Two Day-in-a-Minute videos illustrate the difference between incubating and not. This one on 17 March shows that the two eggs are often exposed.
On 19 March there are 3 eggs and incubation has definitely begun. Notice that Ecco is on the nest more than half the time on that day –> 54%. He’s the smaller bird and is present 390 minutes out of 720 mins in the video. No wonder Carla wailed at him on the 20th!
So incubation began on either the 18th or 19th of March. It is hard to tell about the 18th because it was cold that day (28°F to 36°F) and Carla and Ecco may have covered the eggs to protect them from freezing without opening their brood patches(*).
We’ll never know for sure whether the brood patch was open because we can’t see under the bird.
Carla and Ecco have 27 to 30 days to go for The Big Sit at Pitt. Watch them on the National Aviary Falconcam at Univ of Pittsburgh.
(photos and videos from the National Aviary Falconcam at Univ of Pittsburgh)

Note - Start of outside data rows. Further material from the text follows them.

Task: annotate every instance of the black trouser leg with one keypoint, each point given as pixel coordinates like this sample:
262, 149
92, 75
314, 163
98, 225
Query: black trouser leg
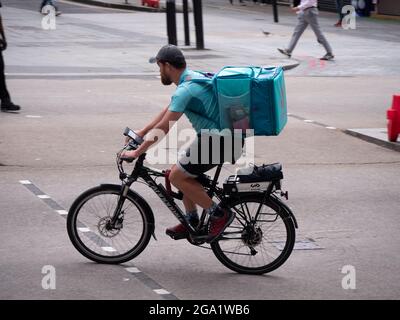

(*) EXPLAINING DELAYED INCUBATION: Some species, such as bald eagles, incubate immediately as soon as an egg is laid. Within these clutches the chicks hatch days apart from each other. Others species, such as peregrine falcons and ducks, want the clutch to hatch all at once so they delay incubation until the clutch is (nearly) complete. During freezing weather the eggs must be protected from freezing. Covering them without opening the brood patch is one way to regulate the start of incubation.